エースさんが、“まだ”知らせる時期じゃない。と言ったから、私も野暮な事はしないと決めた。
「なまえ、そう言えばアンタ。ドレス、どうすんの?」
「あー…どうしましょ、…まぁ、作ろうと思えば、創れますけども、うぅーん」
しばらくこの島へ滞在する事となったナースさん達と、モビーちゃんの女部屋の広間で色んなお叱りや、エースさんとの事をひやかされたり、と話に花を咲かせていた時、ふと、リリーさんが言った一言でお姉様達の何かに火が付いた。
「……これは、あれね」
「私達の腕の見せ所ね」
「明後日、よね?あんた、こんなところで寝っ転がってる場合じゃないわよ!!」
何やら、「うん」、と顔を見合わせたお姉様達が
「「「「「磨くわよ!!」」」」」
そう言って、私の両脇抱えて連行された。
えぇー……。
磨くわよ、とは言ったもので。それはまぁー、見事なまでに磨かれた。
磨き倒された。
「……エステ、あったんですね…モビーちゃんに…」
「女は美しくあれ、ってね」
うふふ、と奇麗に笑うサリさんに、何やらいい香りのするオイルをひたすら塗り込まれている私…。
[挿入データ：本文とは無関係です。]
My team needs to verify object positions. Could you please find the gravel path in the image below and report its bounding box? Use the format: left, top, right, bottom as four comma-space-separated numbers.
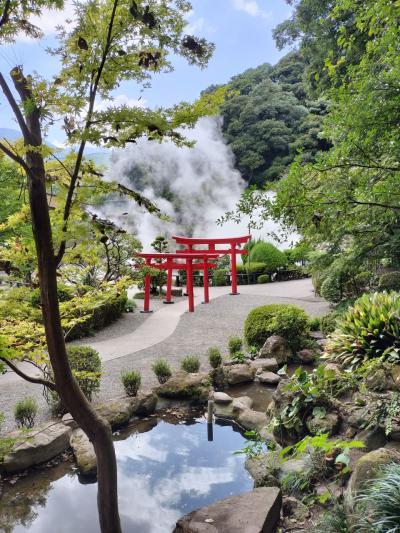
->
0, 280, 328, 429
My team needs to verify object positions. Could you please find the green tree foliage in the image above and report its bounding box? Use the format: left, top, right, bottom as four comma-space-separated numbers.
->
216, 53, 328, 186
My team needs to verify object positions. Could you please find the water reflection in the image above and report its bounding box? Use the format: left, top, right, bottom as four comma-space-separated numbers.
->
0, 418, 252, 533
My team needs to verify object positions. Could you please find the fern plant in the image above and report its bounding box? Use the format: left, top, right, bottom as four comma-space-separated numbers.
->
326, 292, 400, 369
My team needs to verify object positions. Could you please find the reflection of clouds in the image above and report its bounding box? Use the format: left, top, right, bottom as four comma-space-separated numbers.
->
115, 432, 168, 463
0, 422, 252, 533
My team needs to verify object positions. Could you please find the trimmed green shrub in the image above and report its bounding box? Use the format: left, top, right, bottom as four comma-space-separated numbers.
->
236, 261, 266, 274
244, 304, 309, 349
243, 241, 287, 271
208, 347, 222, 368
14, 396, 38, 429
151, 359, 172, 384
212, 268, 229, 287
378, 272, 400, 292
181, 355, 200, 374
121, 370, 142, 396
354, 462, 400, 533
228, 337, 243, 355
308, 316, 321, 331
321, 313, 338, 336
326, 292, 400, 368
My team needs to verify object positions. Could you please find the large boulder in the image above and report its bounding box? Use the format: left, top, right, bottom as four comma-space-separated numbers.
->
224, 363, 256, 385
157, 371, 211, 403
0, 421, 71, 474
257, 372, 281, 385
130, 391, 158, 416
95, 398, 132, 430
346, 448, 400, 494
70, 429, 97, 476
173, 487, 282, 533
258, 335, 293, 366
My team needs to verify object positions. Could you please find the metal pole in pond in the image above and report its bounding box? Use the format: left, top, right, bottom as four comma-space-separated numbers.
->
207, 400, 214, 442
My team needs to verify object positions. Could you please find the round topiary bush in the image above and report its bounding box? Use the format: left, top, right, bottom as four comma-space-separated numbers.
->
378, 272, 400, 292
326, 292, 400, 369
244, 304, 309, 349
243, 241, 287, 271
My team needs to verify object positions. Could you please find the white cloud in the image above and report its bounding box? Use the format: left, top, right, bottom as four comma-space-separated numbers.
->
17, 0, 75, 43
233, 0, 271, 18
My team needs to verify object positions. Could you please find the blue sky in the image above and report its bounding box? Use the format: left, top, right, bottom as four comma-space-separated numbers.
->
0, 0, 290, 143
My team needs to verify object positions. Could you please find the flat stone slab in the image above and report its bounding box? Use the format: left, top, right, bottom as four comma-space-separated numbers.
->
258, 372, 281, 385
0, 421, 71, 474
70, 429, 97, 475
250, 357, 279, 372
173, 487, 282, 533
213, 392, 233, 404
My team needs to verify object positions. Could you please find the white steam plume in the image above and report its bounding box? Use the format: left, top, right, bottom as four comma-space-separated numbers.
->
101, 117, 294, 250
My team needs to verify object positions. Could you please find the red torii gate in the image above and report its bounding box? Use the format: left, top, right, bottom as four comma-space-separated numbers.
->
136, 250, 220, 313
172, 235, 251, 295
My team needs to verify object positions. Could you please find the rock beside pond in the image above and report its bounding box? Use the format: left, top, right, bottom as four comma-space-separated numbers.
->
258, 335, 293, 366
130, 391, 158, 416
0, 421, 71, 474
258, 372, 281, 385
173, 487, 282, 533
306, 413, 341, 437
95, 398, 132, 429
156, 371, 211, 403
250, 357, 279, 372
296, 348, 317, 365
70, 429, 97, 475
224, 363, 256, 385
213, 392, 233, 404
346, 448, 400, 494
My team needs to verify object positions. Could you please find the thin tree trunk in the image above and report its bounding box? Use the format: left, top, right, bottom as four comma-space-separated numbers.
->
11, 69, 121, 533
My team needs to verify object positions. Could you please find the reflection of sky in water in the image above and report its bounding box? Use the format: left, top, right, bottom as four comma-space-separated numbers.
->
0, 421, 252, 533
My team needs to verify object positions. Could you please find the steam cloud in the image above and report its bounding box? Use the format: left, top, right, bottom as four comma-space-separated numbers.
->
102, 117, 296, 250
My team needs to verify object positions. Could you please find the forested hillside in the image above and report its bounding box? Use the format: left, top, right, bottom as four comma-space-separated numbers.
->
212, 52, 329, 186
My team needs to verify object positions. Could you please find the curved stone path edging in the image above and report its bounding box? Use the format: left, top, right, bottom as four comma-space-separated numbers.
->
0, 279, 329, 430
つい先ほど私を探しに来たエースさんに、お姉様達は容赦なくエースさんにこう突き付けた。
「エース、あんた3日間なまえとの接触禁止。見るのも禁止。」
まじ、エースさん、めっちゃキレてたかんね。ココまで声が聞こえたかんね。
突然発令された、私とエースさんの接触禁止令は、あっという間に皆の所にも情報がいきわたって。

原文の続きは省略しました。